The mother hugs my neck. A crowd gathers. The vendor tries to recoup his losses by shrieking insults at the cows.
“You’ll be steaks!” he shouts. “You’ll be steaks and I’ll gladly eat you, if you ever try to harm a human boy again! Hear me, fatties?”
“A man of courage,” the mother sobs, “who risked his all to save my Len.”
“Forget it,” I say. It’s embarrassing. People are gaping. A smartly dressed stout man comes over and takes my hand.
“In these times, strange times that they are,” he says, “seeing someone do something that’s not patently selfish and fucked-up is like a breath of fresh air, good clean fresh air, not that any one of us would know good clean fresh air if a vial of it swooped down and bit us on the ass!

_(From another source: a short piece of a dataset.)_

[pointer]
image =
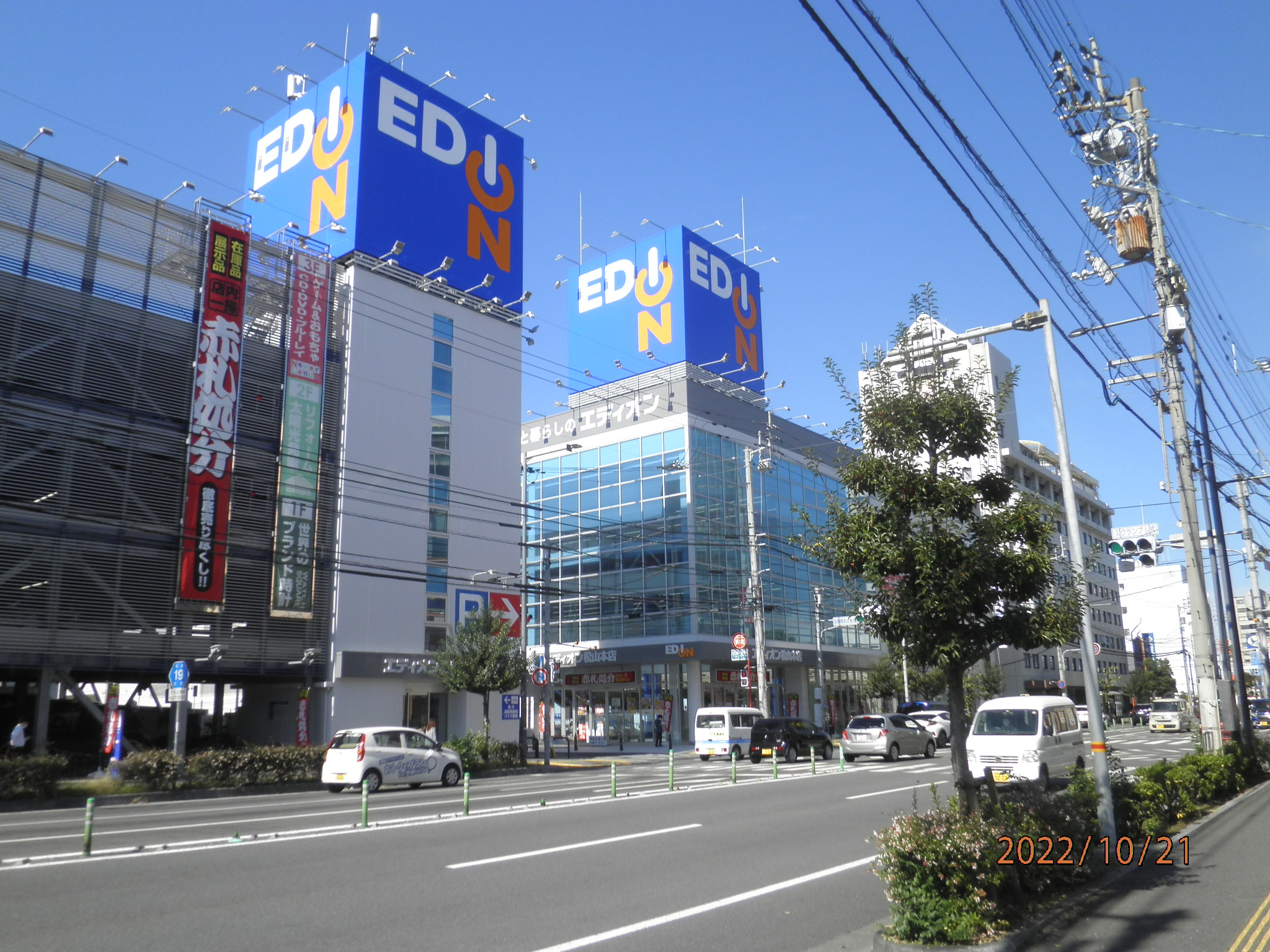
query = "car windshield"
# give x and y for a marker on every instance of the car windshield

Haw haw!”
Pretty soon the whole crowd’s laughing. He hands out shiny quarters and confidently tweaks chins. He puts a big white arm around my shoulder.
“Life has been kind to me,” he says. “So very kind. Damned kind. When I was about your age, I had an idea. I thought: These hard times have taken the wind out of our collective sails. People live like pigs. Time for a dash of luxury. And do you know what I did?”
“No,” I say.
“I built mud huts for minimum wage for five grueling years,” he says. “Ate bread crusts and never had an alcoholic beverage or a minute of relaxation. I worked every minute of overtime I could, cautiously saving my wages. Then do you know what I did?”